Re: [Treebase-devel] ABI proposal for phyloinformatics

SourceForge Headquarters 1320 Columbia Street Suite 310 San Diego, CA 92101 +1 (858) 422-6466

On Jun 6, 2011, at 10:48 AM, Arlin Stoltzfus wrote:

> The TreeBASE submission process doesn't help with #1, although Mesquite actually can help users load up their data from other formats into NEXUS.  The TB submission process exposes problem #2 but doesn't help the user to fix it.  However, matching N things with N other things is a classic problem in comp sci called "the marriage problem".   There are many solutions.  We just need to implement one and allow the user to accept or edit the suggested matching in a nice graphical way.    If users have sequences, we can BLAST them and get both a suggested accession and a suggested species identifier.  That solves #3 for molecular users.
> Support for #4 is already part of what the MIAPA people are proposing.

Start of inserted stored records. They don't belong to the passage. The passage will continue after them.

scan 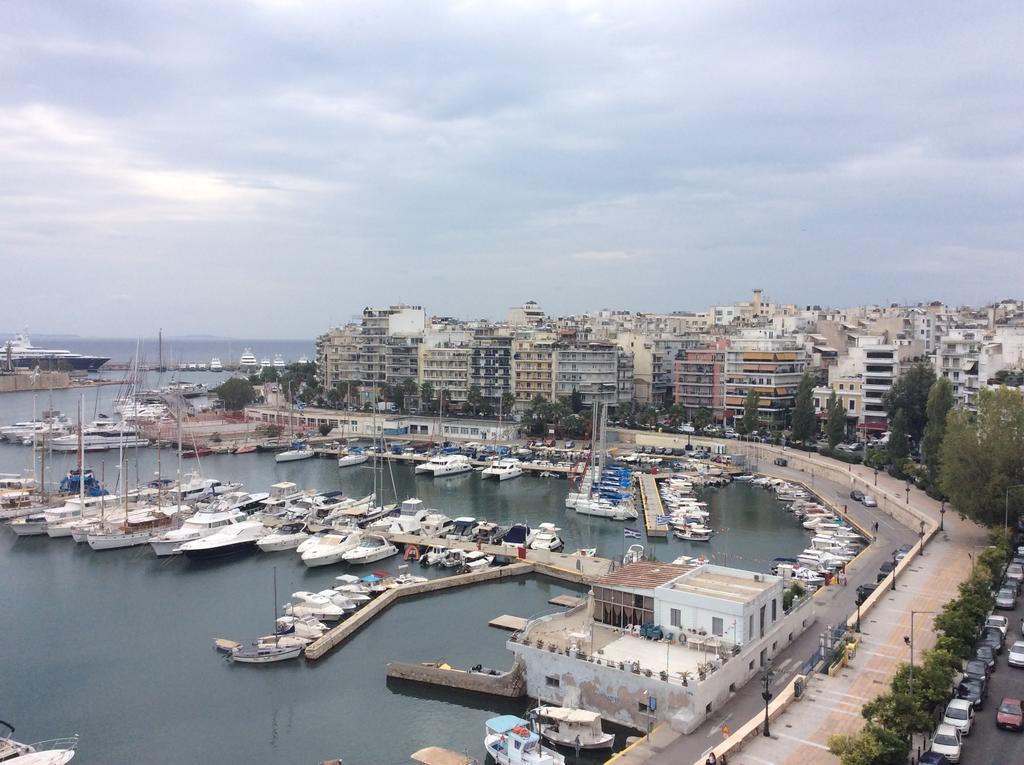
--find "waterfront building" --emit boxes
[724,329,807,428]
[508,561,813,733]
[673,338,729,420]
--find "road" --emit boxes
[961,597,1024,765]
[647,460,921,765]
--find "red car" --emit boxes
[995,696,1024,731]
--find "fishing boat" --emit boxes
[483,715,565,765]
[536,707,615,749]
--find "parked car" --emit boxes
[964,658,992,682]
[942,698,974,735]
[929,725,964,762]
[974,642,995,670]
[1007,640,1024,669]
[995,696,1024,733]
[857,584,879,605]
[956,677,988,710]
[995,587,1017,610]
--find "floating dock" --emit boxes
[640,473,669,538]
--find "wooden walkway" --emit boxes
[640,473,669,537]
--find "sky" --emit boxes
[0,0,1024,337]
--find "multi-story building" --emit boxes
[725,330,807,427]
[674,339,729,420]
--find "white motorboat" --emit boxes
[528,523,564,551]
[536,707,615,749]
[285,590,354,622]
[0,720,78,765]
[672,523,714,542]
[256,521,309,552]
[179,520,269,560]
[416,455,473,478]
[483,715,565,765]
[338,449,370,467]
[296,529,362,568]
[150,510,246,557]
[341,535,398,565]
[480,458,522,481]
[273,441,316,462]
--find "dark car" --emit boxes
[857,584,879,605]
[981,627,1007,653]
[974,641,995,670]
[964,658,992,682]
[956,677,988,710]
[995,696,1024,732]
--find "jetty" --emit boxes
[640,473,669,538]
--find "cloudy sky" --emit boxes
[0,0,1024,337]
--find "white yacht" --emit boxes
[416,455,473,478]
[273,441,316,462]
[536,707,615,749]
[341,535,398,565]
[180,520,268,560]
[239,348,257,372]
[338,448,370,467]
[527,523,564,551]
[480,459,522,481]
[150,510,246,557]
[256,521,309,552]
[297,529,362,568]
[49,420,150,452]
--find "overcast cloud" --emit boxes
[0,0,1024,337]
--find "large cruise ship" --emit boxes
[0,332,111,372]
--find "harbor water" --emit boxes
[0,376,808,765]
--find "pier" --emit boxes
[640,473,669,537]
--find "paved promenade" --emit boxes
[614,444,986,765]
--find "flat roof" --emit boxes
[672,569,778,603]
[594,560,696,590]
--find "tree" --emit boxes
[883,362,935,441]
[939,387,1024,526]
[213,377,256,412]
[791,372,817,441]
[825,390,846,449]
[736,388,760,435]
[921,377,953,486]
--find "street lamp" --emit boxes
[761,658,775,738]
[1002,483,1024,530]
[903,610,935,696]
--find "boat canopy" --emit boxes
[413,747,476,765]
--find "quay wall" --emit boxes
[387,661,526,698]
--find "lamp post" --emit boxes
[761,658,775,738]
[903,610,935,696]
[1002,483,1024,532]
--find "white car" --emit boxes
[1007,640,1024,667]
[931,724,964,762]
[942,698,974,735]
[985,613,1010,637]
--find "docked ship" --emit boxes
[0,332,111,372]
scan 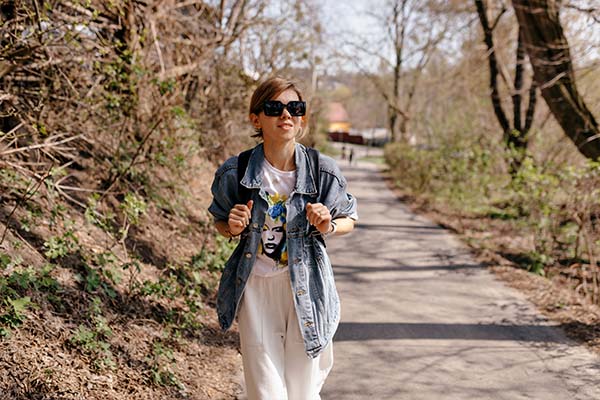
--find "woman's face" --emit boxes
[262,214,285,255]
[250,89,303,143]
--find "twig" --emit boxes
[0,163,54,244]
[98,117,162,201]
[0,133,83,156]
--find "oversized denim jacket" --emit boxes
[208,144,358,357]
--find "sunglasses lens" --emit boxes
[263,100,284,117]
[263,100,306,117]
[287,101,306,117]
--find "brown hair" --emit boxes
[249,76,308,137]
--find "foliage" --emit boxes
[385,143,600,296]
[69,297,117,369]
[0,252,58,336]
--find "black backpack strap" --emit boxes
[306,147,321,203]
[306,147,327,246]
[237,149,253,204]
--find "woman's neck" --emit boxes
[263,141,296,171]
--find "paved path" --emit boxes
[322,162,600,400]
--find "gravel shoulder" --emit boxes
[322,162,600,400]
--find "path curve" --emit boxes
[322,161,600,400]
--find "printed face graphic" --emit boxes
[262,215,285,256]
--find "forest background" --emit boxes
[0,0,600,399]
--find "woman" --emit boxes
[209,78,357,400]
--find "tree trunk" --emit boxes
[512,0,600,159]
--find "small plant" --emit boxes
[69,297,116,369]
[0,296,33,336]
[146,340,185,390]
[44,229,79,260]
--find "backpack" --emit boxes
[237,147,325,244]
[237,147,321,204]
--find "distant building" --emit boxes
[350,128,391,146]
[327,102,352,142]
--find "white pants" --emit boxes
[238,272,333,400]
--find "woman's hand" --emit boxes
[227,200,254,236]
[306,203,331,234]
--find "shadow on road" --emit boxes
[334,322,567,343]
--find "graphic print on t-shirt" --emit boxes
[261,193,287,267]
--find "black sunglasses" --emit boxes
[262,100,306,117]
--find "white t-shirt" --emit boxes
[252,159,296,276]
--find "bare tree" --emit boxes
[512,0,600,159]
[340,0,450,142]
[475,0,536,175]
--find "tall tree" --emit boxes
[512,0,600,159]
[348,0,449,142]
[475,0,536,175]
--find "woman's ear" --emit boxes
[248,113,261,129]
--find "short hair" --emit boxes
[249,76,307,137]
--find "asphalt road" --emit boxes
[322,156,600,400]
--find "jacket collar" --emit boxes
[240,143,317,195]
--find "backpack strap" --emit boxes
[237,149,252,204]
[306,147,321,203]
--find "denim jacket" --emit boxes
[208,144,358,357]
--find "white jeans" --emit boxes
[238,272,333,400]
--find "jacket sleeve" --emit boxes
[208,156,238,221]
[320,160,358,221]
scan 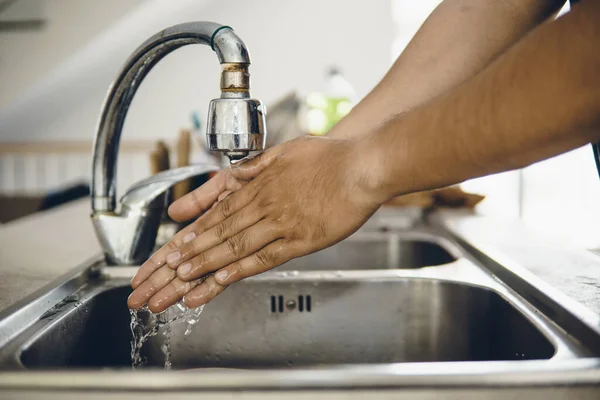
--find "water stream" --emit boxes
[129,302,204,369]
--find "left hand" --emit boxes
[128,137,381,312]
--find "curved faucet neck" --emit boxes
[91,22,250,214]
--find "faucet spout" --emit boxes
[91,22,266,263]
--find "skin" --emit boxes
[128,0,600,312]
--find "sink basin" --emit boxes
[20,274,555,369]
[277,231,458,271]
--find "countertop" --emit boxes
[0,200,600,315]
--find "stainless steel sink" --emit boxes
[14,277,555,368]
[0,223,600,396]
[278,229,460,271]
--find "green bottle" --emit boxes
[306,67,356,136]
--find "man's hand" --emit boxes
[129,137,381,312]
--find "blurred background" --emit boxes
[0,0,600,249]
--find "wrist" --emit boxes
[352,116,427,204]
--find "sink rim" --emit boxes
[5,259,587,370]
[0,227,600,390]
[0,358,600,392]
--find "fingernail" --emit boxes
[183,232,196,243]
[184,285,210,307]
[215,269,229,282]
[177,263,192,276]
[167,250,181,264]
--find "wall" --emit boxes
[0,0,392,140]
[0,0,143,107]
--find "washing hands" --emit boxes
[128,137,384,313]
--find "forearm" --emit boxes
[357,1,600,200]
[329,0,564,138]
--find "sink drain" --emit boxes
[271,295,312,313]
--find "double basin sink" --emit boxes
[0,212,600,386]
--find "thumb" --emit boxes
[231,145,283,181]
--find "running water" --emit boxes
[129,302,204,369]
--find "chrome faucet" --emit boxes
[91,22,266,264]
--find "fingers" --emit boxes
[214,239,297,286]
[167,203,262,269]
[127,265,177,309]
[131,223,199,289]
[231,145,282,181]
[148,278,202,313]
[169,169,242,222]
[177,220,281,281]
[183,275,227,308]
[131,187,259,289]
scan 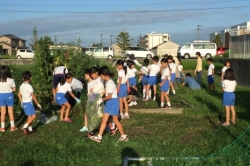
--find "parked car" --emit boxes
[122,47,155,58]
[216,47,228,56]
[16,49,35,59]
[88,47,115,59]
[177,41,217,59]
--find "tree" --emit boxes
[213,35,223,47]
[137,34,147,48]
[30,27,38,51]
[116,32,133,51]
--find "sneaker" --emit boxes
[110,127,117,136]
[124,113,129,119]
[89,136,102,143]
[0,128,5,133]
[21,127,30,135]
[119,135,128,142]
[10,127,18,131]
[80,126,89,132]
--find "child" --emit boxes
[80,69,93,132]
[160,58,171,109]
[18,71,42,134]
[207,58,215,90]
[182,73,201,90]
[221,60,230,85]
[178,59,184,83]
[144,56,160,101]
[168,55,176,95]
[116,60,129,119]
[222,68,237,126]
[140,59,150,98]
[56,73,81,123]
[90,66,128,143]
[0,66,17,132]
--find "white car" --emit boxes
[16,49,35,59]
[123,47,155,59]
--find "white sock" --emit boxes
[23,123,29,128]
[1,122,5,128]
[10,121,15,127]
[167,102,171,107]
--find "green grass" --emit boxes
[0,61,250,166]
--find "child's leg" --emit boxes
[60,104,66,120]
[1,106,6,128]
[230,106,236,123]
[64,102,71,120]
[113,116,124,136]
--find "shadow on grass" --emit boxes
[120,147,141,166]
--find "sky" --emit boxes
[0,0,250,47]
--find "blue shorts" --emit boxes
[56,93,68,105]
[207,75,214,84]
[142,76,148,86]
[128,77,136,87]
[161,80,169,92]
[222,92,235,106]
[53,74,64,89]
[170,73,176,82]
[148,76,157,85]
[22,102,36,116]
[118,84,128,98]
[104,98,119,116]
[0,92,14,107]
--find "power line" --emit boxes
[0,0,249,7]
[0,5,250,14]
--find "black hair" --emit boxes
[84,69,90,75]
[60,73,73,85]
[116,59,124,66]
[22,71,32,81]
[152,55,159,62]
[224,60,230,66]
[195,52,202,58]
[0,65,11,82]
[186,73,192,77]
[224,68,235,81]
[143,58,149,66]
[207,58,213,62]
[98,66,114,77]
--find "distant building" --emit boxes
[0,34,27,55]
[143,33,170,50]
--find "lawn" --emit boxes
[0,60,250,166]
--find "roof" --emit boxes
[0,34,26,41]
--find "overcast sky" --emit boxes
[0,0,250,47]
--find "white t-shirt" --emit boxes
[161,67,170,80]
[19,82,34,102]
[140,66,148,76]
[105,79,117,98]
[70,78,82,90]
[207,63,214,75]
[57,82,72,94]
[222,80,237,92]
[53,66,68,75]
[178,65,183,72]
[92,77,104,93]
[0,78,16,93]
[169,62,176,73]
[117,69,126,84]
[127,68,137,78]
[148,64,160,76]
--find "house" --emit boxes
[150,41,180,57]
[143,32,170,50]
[0,34,27,55]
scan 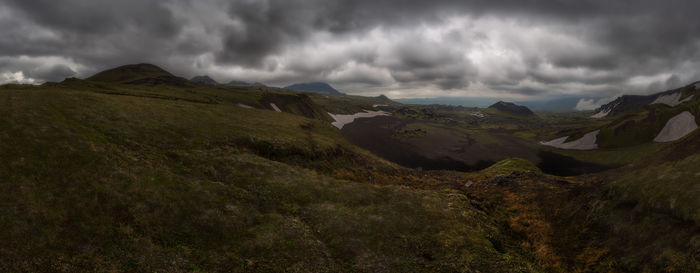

Just some minor commentary:

- I've written scripts that take Genbank accessions numbers, extract metadata out of Genbank, and format it ready for ingest by TreeBASE -- but I'm surprised at the number of times that people submit alignments containing sequences that are still embargoed by Genbank. (arg...). A lot of people just pick the default one-year embargo period, not knowing how long it will take for their article to get through the publishing system. So at the time of submitting to TreeBASE, we can't take advantage of any automatic cross-walking with Genbank. 

- Unfortunately, BLAST frequently doesn't work in that it often produces false positives. At best, we should use BLAST to *assist* the submitter in preparing metadata, but human eyes have to supervise this process. This also assumes that Genbank is richly annotated, and unfortunately that's not true. For example, in a sample of 21,736 records in Genbank that are found in TreeBASE, only 373 of them were tagged with lat/long metadata. :-(

taken together, this weakens the statement that this "solves #3 for molecular users" 

bp